He waded into the surf here in Middle Cove, just north of St. John’s, the provincial capital, casting a net to catch hundreds of capelin for his lab. By studying them, he hopes to better understand what caused their collapse and resurgence.

“The answers aren’t obvious,” he said. “We’re just happy that things appear to be improving.”



On the other side of the peninsula, at the only Newfoundland plant still processing cod, Alberto Wareham has been envisioning a future with the return of a thriving fishery, something that until recently seemed implausible.

In recent years, Wareham, whose family has been processing cod for seven generations, has built a state-of-the-art facility that operates now at just 40 percent of capacity. “We simply don’t have enough raw material,” he said.

His company, Icewater Seafoods in Arnold’s Cove, is among the fewer than 100 fish processing plants still operating, down from about 280 before the moratorium, he said. Most process shellfish, particularly snow crab, which prefer cold water and have thrived as cod disappeared. But cod prey on juvenile crabs, and as the fish have rebounded, the ranks of crabs and other shellfish have thinned.

Wareham expects much of the island’s economy will ultimately revert to cod, but he and other processors want the fishery to operate differently than before, to ensure that cod remains sustainable for the long haul.

“We need to go slowly and stay in line with scientific recommendations,” Wareham said.

At another processing plant in St. John’s, Paul Grant, executive vice president of Beothic Fish Processors, hosted a meeting of the Groundfish Industry Development Council, a newly formed group to help processors and fishermen find common ground after years of warring over prices and make plans for a major cod fishery.

Sitting beside him, Bill Broderick, inshore director of the Fish Food and Allied Workers Union, whose membership has dropped by 60 percent since the moratorium, said he has been “really emotional” about cod’s return.

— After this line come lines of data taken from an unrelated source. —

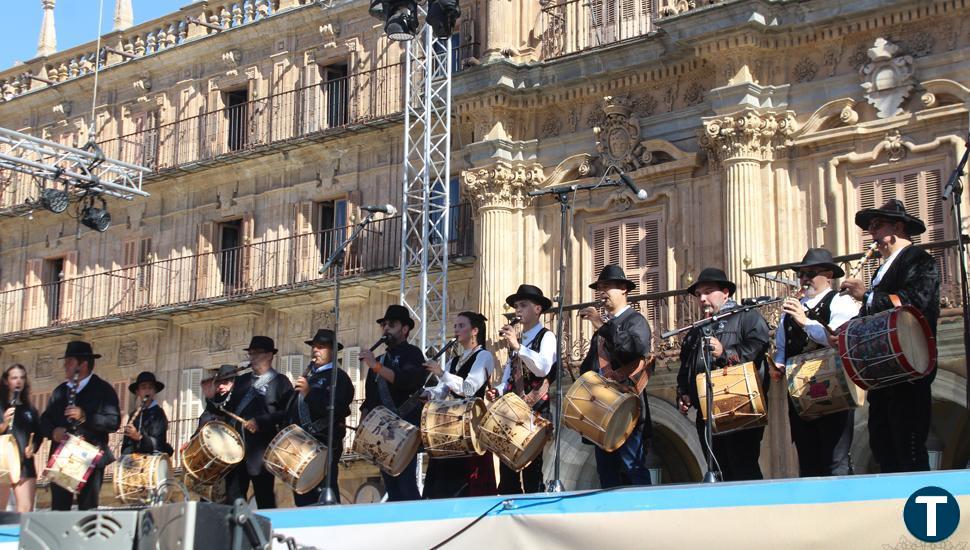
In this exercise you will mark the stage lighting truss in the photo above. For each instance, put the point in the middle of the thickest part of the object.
(85, 171)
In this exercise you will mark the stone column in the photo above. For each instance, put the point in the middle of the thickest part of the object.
(498, 193)
(741, 144)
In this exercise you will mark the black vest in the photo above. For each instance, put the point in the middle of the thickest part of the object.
(796, 339)
(463, 372)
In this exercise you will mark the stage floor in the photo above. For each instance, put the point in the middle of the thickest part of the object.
(854, 512)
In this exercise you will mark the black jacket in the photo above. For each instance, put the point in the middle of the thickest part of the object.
(152, 424)
(318, 401)
(744, 337)
(406, 361)
(268, 408)
(26, 421)
(915, 278)
(626, 339)
(99, 402)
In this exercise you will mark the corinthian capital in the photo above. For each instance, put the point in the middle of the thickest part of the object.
(747, 135)
(503, 184)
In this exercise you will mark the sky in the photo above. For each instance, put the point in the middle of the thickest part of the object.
(74, 20)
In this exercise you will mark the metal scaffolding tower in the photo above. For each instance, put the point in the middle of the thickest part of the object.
(427, 165)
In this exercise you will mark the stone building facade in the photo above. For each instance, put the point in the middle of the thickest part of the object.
(756, 127)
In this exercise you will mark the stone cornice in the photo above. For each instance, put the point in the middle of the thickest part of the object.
(504, 184)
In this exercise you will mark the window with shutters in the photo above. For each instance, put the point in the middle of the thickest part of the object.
(637, 245)
(919, 189)
(350, 363)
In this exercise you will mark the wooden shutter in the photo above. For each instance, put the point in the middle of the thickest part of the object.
(69, 288)
(292, 366)
(246, 256)
(204, 259)
(33, 300)
(305, 240)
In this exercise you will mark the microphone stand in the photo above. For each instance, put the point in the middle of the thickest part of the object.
(954, 192)
(562, 193)
(707, 333)
(328, 497)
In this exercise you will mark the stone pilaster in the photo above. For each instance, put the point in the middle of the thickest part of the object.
(499, 194)
(740, 145)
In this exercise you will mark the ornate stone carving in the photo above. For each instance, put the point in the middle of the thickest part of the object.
(128, 352)
(44, 367)
(804, 71)
(748, 134)
(618, 139)
(887, 78)
(232, 58)
(219, 340)
(894, 146)
(504, 184)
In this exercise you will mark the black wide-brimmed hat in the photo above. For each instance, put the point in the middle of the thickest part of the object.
(80, 350)
(145, 376)
(533, 294)
(820, 257)
(713, 275)
(264, 343)
(397, 313)
(324, 337)
(223, 372)
(893, 210)
(614, 274)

“We have to do things differently now, and we have to start preparing,” he said. “No one is questioning the science anymore. We just don’t want to see our communities blow away in the dust.”

The council had invited a local member of parliament to discuss increasing cod quotas, perhaps by as much as 500 percent.

The parliament member, Nick Whalen, peppered the men with questions and scribbled notes as they answered. In the 1990s, politicians were blamed for failing to heed scientists’ warnings and caving to industry pressure.

Whalen told them he supports a substantial quota increase.

“I don’t think this request goes far enough,” he said, referring to their proposed five-fold increase. “It’s too modest.”

Skipper Tom Best watched over activities on his boat while working with a team of researchers from Canada’s Department of Fisheries and Oceans, who were tagging cod in Motion Bay.
Skipper Tom Best watched over activities on his boat while working with a team of researchers from Canada’s Department of Fisheries and Oceans, who were tagging cod in Motion Bay.(Craig F. Walker/Globe Staff)

After Tom Best steered his 25-year-old boat back to Petty Harbour, the fishermen carried a cooler of the few cod they kept to their cooperative’s old processing plant, which closed with all the others shortly after the moratorium.

The plant is now an aquarium, and they were bringing the cod to put on display for the thousands of visitors who come to Petty Harbour to see the remains of the bustling fishing community this once was.

Upstairs, past the glass tanks filled with capelin and snow crabs, volunteers were installing insulation, new walls, and flooring to remake some of the old plant into a seaside center for business conferences.

Crab pots were stacked where refrigerators used to be filled with processed cod. Outside the door, aging fishing boats teetered on wooden scaffolds, moldering in dry dock.

If the plant is ever to process fish again, it would have to rely on hand-caught cod stored in saltwater tanks and then carefully filleted, Best said. That’s how it’s done in Iceland and Norway, Newfoundland’s major competitors in the cod fishing trade, and what the market expects.

Such big changes, he said, would require too much of him and many of his colleagues. Too much to learn and do.

A new generation will have to greet the returning fish.

“We’ve been out of it for too long, and we’re too old now,” he said. “We’ll have to find someone else to take over.”